LuyiTian / scPipe

a pipeline for single cell RNA-seq data analysis
67 stars 24 forks source link

Meaning of `UMI_cor = 2` in sc_gene_counting() #93

Open PeteHaitch opened 5 years ago

PeteHaitch commented 5 years ago

I'm having a hard time understanding the documentation of UMI_cor = 2 in sc_gene_counting()

correct UMI sequencing error: 0 means no correction, 1 means simple correction and merge UMI with distance 1. 2 means merge on both UMI alignment position match.

Could you please clarify?

LuyiTian commented 5 years ago

for UMI_cor = 1, all UMIs that mapped to the same genes are grouped together and duplicated UMIs are removed.

for UMI_cor = 2, all UMIs that mapped to the same genes and in the same positions are grouped together and duplicated UMIs are removed. so UMI_cor assume that one molecule, after amplification, would only generate the same fragment.
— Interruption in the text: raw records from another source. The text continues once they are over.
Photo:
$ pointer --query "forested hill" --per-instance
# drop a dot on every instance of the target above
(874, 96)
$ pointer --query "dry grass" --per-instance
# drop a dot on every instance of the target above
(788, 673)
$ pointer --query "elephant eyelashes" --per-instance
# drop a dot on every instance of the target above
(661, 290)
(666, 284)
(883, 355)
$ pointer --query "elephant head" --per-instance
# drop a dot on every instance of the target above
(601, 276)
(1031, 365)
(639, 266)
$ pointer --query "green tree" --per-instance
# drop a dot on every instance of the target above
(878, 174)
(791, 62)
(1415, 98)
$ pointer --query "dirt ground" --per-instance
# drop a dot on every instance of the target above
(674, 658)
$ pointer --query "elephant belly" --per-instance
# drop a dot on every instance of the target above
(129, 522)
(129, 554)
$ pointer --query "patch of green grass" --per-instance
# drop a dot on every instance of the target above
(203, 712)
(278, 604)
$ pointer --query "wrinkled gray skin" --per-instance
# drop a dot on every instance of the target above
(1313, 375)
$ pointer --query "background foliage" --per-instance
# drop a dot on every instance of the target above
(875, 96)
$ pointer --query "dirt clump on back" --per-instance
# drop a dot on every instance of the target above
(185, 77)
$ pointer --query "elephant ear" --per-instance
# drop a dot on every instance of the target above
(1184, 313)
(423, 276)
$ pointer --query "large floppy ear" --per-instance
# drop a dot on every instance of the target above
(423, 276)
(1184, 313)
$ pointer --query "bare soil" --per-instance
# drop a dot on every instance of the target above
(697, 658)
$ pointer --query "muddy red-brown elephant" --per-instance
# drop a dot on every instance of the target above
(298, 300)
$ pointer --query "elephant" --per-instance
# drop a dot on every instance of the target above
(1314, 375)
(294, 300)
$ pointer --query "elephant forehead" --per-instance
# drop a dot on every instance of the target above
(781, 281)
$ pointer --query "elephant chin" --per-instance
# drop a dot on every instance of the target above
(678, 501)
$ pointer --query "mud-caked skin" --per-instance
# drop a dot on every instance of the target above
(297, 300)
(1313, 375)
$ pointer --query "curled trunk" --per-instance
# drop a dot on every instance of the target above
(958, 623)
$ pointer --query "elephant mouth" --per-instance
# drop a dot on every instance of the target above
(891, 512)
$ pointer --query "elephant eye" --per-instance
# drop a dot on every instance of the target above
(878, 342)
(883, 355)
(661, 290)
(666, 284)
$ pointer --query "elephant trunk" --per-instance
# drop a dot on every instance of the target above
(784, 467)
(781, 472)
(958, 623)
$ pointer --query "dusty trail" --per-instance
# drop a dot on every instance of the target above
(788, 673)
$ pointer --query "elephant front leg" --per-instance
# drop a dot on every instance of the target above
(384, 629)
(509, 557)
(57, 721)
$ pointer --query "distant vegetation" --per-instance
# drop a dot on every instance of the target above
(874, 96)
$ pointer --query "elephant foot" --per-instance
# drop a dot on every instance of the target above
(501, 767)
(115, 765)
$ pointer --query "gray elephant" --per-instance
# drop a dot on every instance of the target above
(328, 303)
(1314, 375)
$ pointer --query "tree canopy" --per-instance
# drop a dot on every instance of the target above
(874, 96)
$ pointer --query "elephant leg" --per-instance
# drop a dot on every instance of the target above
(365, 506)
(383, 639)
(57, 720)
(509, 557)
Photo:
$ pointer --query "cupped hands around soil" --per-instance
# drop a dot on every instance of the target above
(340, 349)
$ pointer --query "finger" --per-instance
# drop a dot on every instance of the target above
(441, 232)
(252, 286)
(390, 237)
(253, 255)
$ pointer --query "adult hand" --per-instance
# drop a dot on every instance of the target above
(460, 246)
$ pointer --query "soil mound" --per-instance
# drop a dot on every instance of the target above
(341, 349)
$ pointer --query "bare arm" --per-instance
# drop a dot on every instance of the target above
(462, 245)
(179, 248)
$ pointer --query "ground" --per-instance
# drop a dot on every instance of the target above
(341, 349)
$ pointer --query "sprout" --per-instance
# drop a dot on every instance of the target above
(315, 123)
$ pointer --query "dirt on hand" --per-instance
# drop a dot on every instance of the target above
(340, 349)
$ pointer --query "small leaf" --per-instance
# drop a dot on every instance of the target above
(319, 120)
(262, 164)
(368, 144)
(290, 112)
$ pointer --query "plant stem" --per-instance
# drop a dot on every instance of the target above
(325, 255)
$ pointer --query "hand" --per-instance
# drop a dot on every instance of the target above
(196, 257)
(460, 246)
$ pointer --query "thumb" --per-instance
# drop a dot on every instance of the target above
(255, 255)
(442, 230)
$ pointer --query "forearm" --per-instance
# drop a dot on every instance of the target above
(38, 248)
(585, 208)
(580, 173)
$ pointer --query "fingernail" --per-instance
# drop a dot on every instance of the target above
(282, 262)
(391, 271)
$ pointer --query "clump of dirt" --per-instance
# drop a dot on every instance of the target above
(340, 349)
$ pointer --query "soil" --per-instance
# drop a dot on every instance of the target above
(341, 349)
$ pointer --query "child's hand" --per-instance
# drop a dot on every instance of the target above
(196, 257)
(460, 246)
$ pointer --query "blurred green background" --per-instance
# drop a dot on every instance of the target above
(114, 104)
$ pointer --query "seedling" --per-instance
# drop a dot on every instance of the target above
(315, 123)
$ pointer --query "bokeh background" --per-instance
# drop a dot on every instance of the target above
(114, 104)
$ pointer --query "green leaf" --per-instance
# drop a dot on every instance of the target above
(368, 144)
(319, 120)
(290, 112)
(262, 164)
Later on, I realized it is rarely the case and most protocols, including 10X and CEL-seq2, involves pre-amplification before the full-length cDNAs are cut down to fragments. So there could be more than one fragment for the one mRNA molecule. I did'not delete it in case it is useful in some special situation. But for the most time, it should not be used.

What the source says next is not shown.